Winston is in a cell, drifting in and out of consciousness because of endless interrogations and beatings. He confesses to all kinds of things he's never done. Hallucinations begin, and he imagines O'Brien there.

Eventually O'Brien really is there. He hooks Winston to a machine, which can inflict pain on a scale from 0 to 100. The pain can be increased or decreased depending on Winston's answers. O'Brien is reprogramming Winston's mind so that he believes the Party's truth of the moment, that history's never been revised, and that, when he holds up four fingers, he's holding up five.

O'Brien explains that it is not the Party's goal to destroy heretics but to convert them because it is intolerable to the Party to allow individual thought to exist. Thus, they must torture and interrogate a person until everything is dead inside and the person is free of emotions.

Analysis

Readers are now seeing O'Brien for who he is. Like Winston, he takes truth and untruth seriously. The only problem is the two men have diametrically opposed opinions about what is true.
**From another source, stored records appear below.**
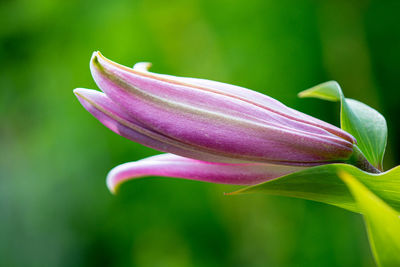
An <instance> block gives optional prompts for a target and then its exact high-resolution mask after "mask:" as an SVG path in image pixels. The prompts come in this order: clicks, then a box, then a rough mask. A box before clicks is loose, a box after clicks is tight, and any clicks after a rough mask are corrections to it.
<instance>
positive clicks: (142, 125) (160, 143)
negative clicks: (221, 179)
mask: <svg viewBox="0 0 400 267" xmlns="http://www.w3.org/2000/svg"><path fill="white" fill-rule="evenodd" d="M74 93H75V94H76V96H77V98H78V100H79V102H80V103H81V104H82V105H83V107H84V108H85V109H86V110H88V111H89V112H90V113H91V114H92V115H93V116H94V117H95V118H97V119H98V120H99V121H100V122H101V123H103V124H104V125H105V126H106V127H107V128H109V129H110V130H112V131H113V132H115V133H117V134H119V135H121V136H123V137H125V138H128V139H130V140H132V141H134V142H137V143H140V144H142V145H145V146H148V147H151V148H153V149H156V150H159V151H162V152H171V153H175V154H178V155H181V156H184V157H190V158H195V159H199V160H208V161H216V162H227V163H232V162H243V161H240V160H235V159H232V158H226V157H222V156H218V155H215V154H212V153H208V152H207V151H201V150H200V149H194V148H193V147H190V146H187V145H185V144H183V143H181V142H177V141H176V140H173V139H170V138H168V137H166V136H163V135H161V134H159V133H156V132H153V131H152V130H151V129H147V128H146V126H144V125H142V124H141V123H140V122H138V121H135V120H134V119H132V118H128V117H126V114H125V113H124V111H122V110H121V108H120V107H118V106H117V105H116V104H115V103H113V102H112V101H111V100H110V99H109V98H108V97H107V96H106V95H105V94H104V93H101V92H99V91H96V90H90V89H84V88H77V89H75V90H74Z"/></svg>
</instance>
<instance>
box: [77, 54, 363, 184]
mask: <svg viewBox="0 0 400 267" xmlns="http://www.w3.org/2000/svg"><path fill="white" fill-rule="evenodd" d="M147 67H148V64H146V63H140V64H137V65H135V67H134V68H133V69H132V68H128V67H124V66H122V65H119V64H117V63H115V62H112V61H110V60H108V59H106V58H105V57H103V56H102V55H101V54H100V53H99V52H95V53H94V54H93V57H92V59H91V61H90V69H91V72H92V75H93V78H94V80H95V81H96V83H97V85H98V86H99V88H100V89H101V90H102V91H103V92H104V93H101V92H98V91H95V90H88V89H75V91H74V92H75V94H76V95H77V97H78V99H79V101H80V102H81V103H82V105H83V106H84V107H85V108H86V109H87V110H88V111H89V112H90V113H92V114H93V115H94V116H95V117H96V118H97V119H99V120H100V121H101V122H102V123H103V124H104V125H105V126H107V127H108V128H110V129H111V130H113V131H114V132H116V133H118V134H120V135H122V136H124V137H126V138H129V139H131V140H133V141H135V142H138V143H141V144H143V145H146V146H149V147H152V148H154V149H157V150H160V151H163V152H169V153H173V154H177V155H180V156H183V157H187V158H192V159H195V160H190V159H183V158H181V157H175V158H174V157H172V158H173V160H169V161H167V162H173V163H171V166H172V165H173V166H178V165H179V166H181V167H182V168H183V167H184V166H186V165H188V164H189V165H190V166H194V165H195V166H196V167H193V169H192V170H190V171H188V172H186V174H183V173H182V172H181V175H178V174H176V176H179V177H184V178H189V176H191V177H196V175H194V173H193V172H194V170H196V169H197V170H200V169H202V168H206V169H207V170H212V171H215V172H218V170H220V169H223V170H224V171H225V173H226V171H227V169H229V170H230V171H231V172H234V171H233V170H236V169H238V168H240V167H237V165H235V164H239V165H240V164H245V163H246V164H250V165H246V166H247V167H246V168H245V169H250V167H249V166H251V164H255V165H254V166H257V167H254V168H255V172H258V173H259V172H260V170H263V172H264V171H265V175H264V180H265V179H270V178H275V177H278V176H276V175H277V174H278V173H279V175H282V174H286V173H290V172H293V171H295V170H297V169H296V168H297V167H288V166H286V167H287V168H286V169H285V167H283V166H282V165H289V166H306V167H308V166H315V165H320V164H327V163H334V162H344V161H346V160H347V159H349V158H350V156H351V155H352V153H353V144H354V143H355V142H356V141H355V139H354V138H353V137H352V136H351V135H350V134H348V133H346V132H344V131H342V130H341V129H339V128H337V127H335V126H333V125H331V124H328V123H326V122H323V121H320V120H318V119H316V118H313V117H311V116H308V115H306V114H304V113H301V112H299V111H296V110H293V109H291V108H288V107H286V106H285V105H283V104H282V103H280V102H279V101H277V100H275V99H273V98H270V97H268V96H266V95H263V94H260V93H257V92H255V91H251V90H249V89H245V88H242V87H239V86H234V85H229V84H224V83H220V82H214V81H209V80H203V79H194V78H182V77H175V76H169V75H162V74H155V73H151V72H148V71H147ZM196 160H197V161H196ZM198 160H202V161H203V162H201V161H198ZM204 161H206V162H204ZM140 162H142V161H139V162H136V163H127V164H128V165H129V166H133V167H132V168H133V169H132V170H131V171H130V172H128V173H129V175H131V177H133V176H141V174H140V172H141V171H142V170H140V171H139V173H137V174H138V175H134V174H133V172H134V170H139V169H140V164H139V163H140ZM148 162H149V161H143V164H145V165H146V166H152V165H151V164H150V165H148ZM152 162H153V161H152ZM157 162H158V161H157ZM177 162H178V164H177ZM182 162H183V163H182ZM200 162H201V163H200ZM207 162H208V164H211V163H210V162H214V165H207ZM217 163H229V164H225V165H224V164H222V165H218V164H217ZM165 164H166V163H165V161H164V162H163V163H162V166H164V167H166V165H165ZM193 164H194V165H193ZM233 165H235V166H233ZM279 165H280V166H279ZM125 166H126V165H125ZM138 166H139V169H138ZM203 166H207V167H203ZM210 166H213V167H212V168H210ZM220 166H223V167H220ZM274 166H275V167H276V166H278V167H279V168H275V167H274ZM117 168H119V167H117ZM124 168H125V167H124ZM268 168H272V169H275V170H278V169H279V171H272V172H271V173H273V174H271V175H267V174H268V171H267V169H268ZM165 169H168V168H167V167H166V168H165ZM283 169H285V171H282V170H283ZM202 170H203V171H204V170H205V169H202ZM144 172H145V174H149V173H151V171H149V170H148V169H147V170H146V171H144ZM113 173H114V175H111V174H110V175H111V176H112V177H118V175H115V171H113ZM124 173H125V174H126V173H127V172H126V169H124ZM153 173H154V174H158V175H163V174H164V175H166V176H170V175H168V173H167V174H166V172H163V171H157V172H156V171H155V172H153ZM173 173H176V172H174V171H172V175H173ZM122 176H123V177H125V176H126V175H125V176H124V175H122ZM122 176H121V177H122ZM200 176H201V177H203V178H199V180H207V181H214V182H223V183H236V184H243V181H246V182H245V183H246V184H253V183H254V182H256V181H257V182H259V181H260V177H261V176H257V175H255V176H257V178H254V179H253V180H251V178H248V179H247V178H246V179H241V180H240V181H241V182H239V180H237V179H236V180H235V179H234V180H232V181H231V182H229V181H230V180H229V179H228V178H226V177H227V176H226V177H225V178H223V179H222V178H221V179H214V180H213V179H209V178H204V177H208V175H203V176H202V175H199V177H200ZM255 176H254V175H253V176H252V175H249V176H248V177H255ZM109 179H111V180H120V178H109Z"/></svg>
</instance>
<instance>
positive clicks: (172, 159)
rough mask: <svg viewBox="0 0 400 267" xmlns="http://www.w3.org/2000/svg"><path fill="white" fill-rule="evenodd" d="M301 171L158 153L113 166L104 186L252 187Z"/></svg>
mask: <svg viewBox="0 0 400 267" xmlns="http://www.w3.org/2000/svg"><path fill="white" fill-rule="evenodd" d="M303 169H304V168H302V167H293V166H281V165H273V164H264V163H242V164H229V163H210V162H205V161H199V160H193V159H189V158H184V157H180V156H177V155H173V154H161V155H157V156H153V157H149V158H146V159H142V160H139V161H136V162H128V163H125V164H122V165H119V166H117V167H115V168H114V169H112V170H111V171H110V172H109V174H108V175H107V186H108V188H109V190H110V191H111V192H113V193H115V191H116V190H117V188H118V186H119V185H120V184H121V183H123V182H125V181H127V180H130V179H134V178H140V177H145V176H165V177H177V178H184V179H190V180H198V181H204V182H212V183H220V184H235V185H253V184H258V183H261V182H265V181H267V180H270V179H274V178H277V177H280V176H283V175H286V174H289V173H292V172H296V171H300V170H303Z"/></svg>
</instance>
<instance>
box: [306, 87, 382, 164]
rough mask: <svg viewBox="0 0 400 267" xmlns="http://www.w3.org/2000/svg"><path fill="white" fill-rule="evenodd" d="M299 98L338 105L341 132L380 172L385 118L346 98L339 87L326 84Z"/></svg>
mask: <svg viewBox="0 0 400 267" xmlns="http://www.w3.org/2000/svg"><path fill="white" fill-rule="evenodd" d="M299 97H315V98H320V99H324V100H328V101H341V112H340V121H341V128H342V129H343V130H345V131H346V132H348V133H350V134H351V135H353V136H354V137H355V138H356V139H357V142H358V144H357V146H358V147H359V148H360V150H361V151H362V152H363V154H364V156H365V157H366V158H367V160H368V161H369V162H370V163H371V164H372V165H373V166H375V167H377V168H378V169H380V170H382V169H383V166H382V161H383V156H384V154H385V148H386V141H387V125H386V120H385V118H384V117H383V116H382V115H381V114H380V113H379V112H377V111H376V110H375V109H373V108H371V107H369V106H367V105H365V104H363V103H361V102H359V101H357V100H354V99H349V98H345V97H344V95H343V92H342V89H341V88H340V86H339V84H338V83H337V82H335V81H329V82H325V83H322V84H320V85H317V86H315V87H312V88H310V89H308V90H305V91H303V92H300V93H299Z"/></svg>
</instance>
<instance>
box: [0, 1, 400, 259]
mask: <svg viewBox="0 0 400 267" xmlns="http://www.w3.org/2000/svg"><path fill="white" fill-rule="evenodd" d="M399 3H400V2H399V1H398V0H393V1H381V0H379V1H378V0H370V1H367V0H366V1H363V0H354V1H347V0H326V1H316V0H314V1H313V0H304V1H289V0H280V1H272V0H254V1H253V0H240V1H228V0H222V1H219V0H205V1H201V0H169V1H162V0H151V1H144V0H141V1H139V0H138V1H128V0H114V1H105V0H98V1H78V0H69V1H63V0H58V1H56V0H3V1H1V2H0V63H1V64H0V87H1V91H0V112H1V120H2V123H1V126H0V127H1V128H0V145H1V154H0V266H38V267H39V266H40V267H41V266H374V264H373V260H372V257H371V253H370V251H369V248H368V244H367V237H366V234H365V230H364V225H363V222H362V219H361V217H360V216H359V215H356V214H352V213H350V212H347V211H344V210H341V209H339V208H335V207H330V206H327V205H323V204H320V203H314V202H310V201H304V200H298V199H290V198H283V197H273V196H267V195H244V196H234V197H233V196H231V197H228V196H224V195H223V194H222V193H223V192H226V191H232V190H233V189H235V188H237V187H235V186H227V185H214V184H207V183H201V182H194V181H186V180H179V179H165V178H157V177H152V178H146V179H142V180H137V181H132V182H129V183H127V184H125V185H124V186H123V187H122V188H121V191H120V194H118V195H117V196H113V195H111V194H110V193H109V192H108V191H107V188H106V186H105V176H106V174H107V172H108V171H109V170H110V169H111V168H113V167H114V166H116V165H118V164H120V163H123V162H127V161H132V160H138V159H141V158H143V157H146V156H149V155H153V154H157V153H158V152H157V151H154V150H151V149H149V148H146V147H143V146H141V145H139V144H135V143H133V142H130V141H128V140H125V139H123V138H122V137H120V136H118V135H116V134H114V133H112V132H111V131H109V130H108V129H106V128H105V127H104V126H103V125H101V124H100V123H99V122H98V121H97V120H95V119H94V118H93V117H92V116H91V115H90V114H89V113H88V112H87V111H86V110H84V109H83V108H82V107H81V105H80V104H79V103H78V101H77V100H76V99H75V96H74V95H73V94H72V89H73V88H75V87H86V88H96V86H95V84H94V82H93V80H92V78H91V75H90V72H89V59H90V56H91V53H92V52H93V51H95V50H100V51H101V52H102V53H103V54H104V55H105V56H106V57H108V58H110V59H112V60H114V61H117V62H119V63H121V64H124V65H127V66H133V64H134V63H136V62H137V61H150V62H153V66H154V67H153V68H152V70H153V71H155V72H159V73H168V74H173V75H180V76H192V77H201V78H208V79H212V80H218V81H224V82H228V83H232V84H237V85H242V86H245V87H247V88H252V89H255V90H258V91H260V92H263V93H266V94H268V95H270V96H272V97H274V98H277V99H278V100H281V101H282V102H283V103H285V104H287V105H289V106H291V107H293V108H296V109H299V110H301V111H303V112H306V113H308V114H311V115H314V116H317V117H319V118H321V119H324V120H326V121H329V122H331V123H335V124H337V123H338V105H337V104H334V103H327V102H323V101H319V100H311V99H302V100H301V99H298V98H297V97H296V94H297V92H299V91H301V90H303V89H306V88H308V87H311V86H313V85H315V84H318V83H320V82H324V81H327V80H330V79H334V80H337V81H338V82H339V83H340V84H341V85H342V87H343V89H344V92H345V94H346V96H347V97H351V98H356V99H358V100H360V101H363V102H365V103H367V104H369V105H371V106H372V107H374V108H376V109H377V110H379V111H380V112H381V113H383V114H384V115H385V116H386V118H387V120H388V125H389V143H388V144H389V148H388V154H387V157H386V161H385V167H386V168H390V167H392V166H394V164H395V163H398V162H399V156H400V155H399V153H398V152H396V151H399V148H400V147H399V146H400V144H399V142H398V141H397V137H398V136H399V135H400V124H399V123H398V122H399V118H398V116H399V112H400V106H399V104H398V102H399V101H398V99H399V97H400V92H399V89H400V88H399V83H398V75H399V71H400V68H399V62H400V49H399V47H400V28H399V25H400V16H399V15H398V14H399V12H400V6H399Z"/></svg>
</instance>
Maybe it was O'Brien's commitment to truth (as he saw it) that first drew Winston to him and to conjecture, "Perhaps one did not want to be loved so much as to be understood."

Throughout the novel Winston and Julia have asserted that their private thoughts and memories are their own and are true records of the past. In this chapter O'Brien destroys that certainty by tearing down what Winston remembers to be true. O'Brien tries to get Winston to believe that being in a minority of one makes you crazy because there is no truth but the truth the Party tells you. Because Winston believes something different, it only follows that he must be insane.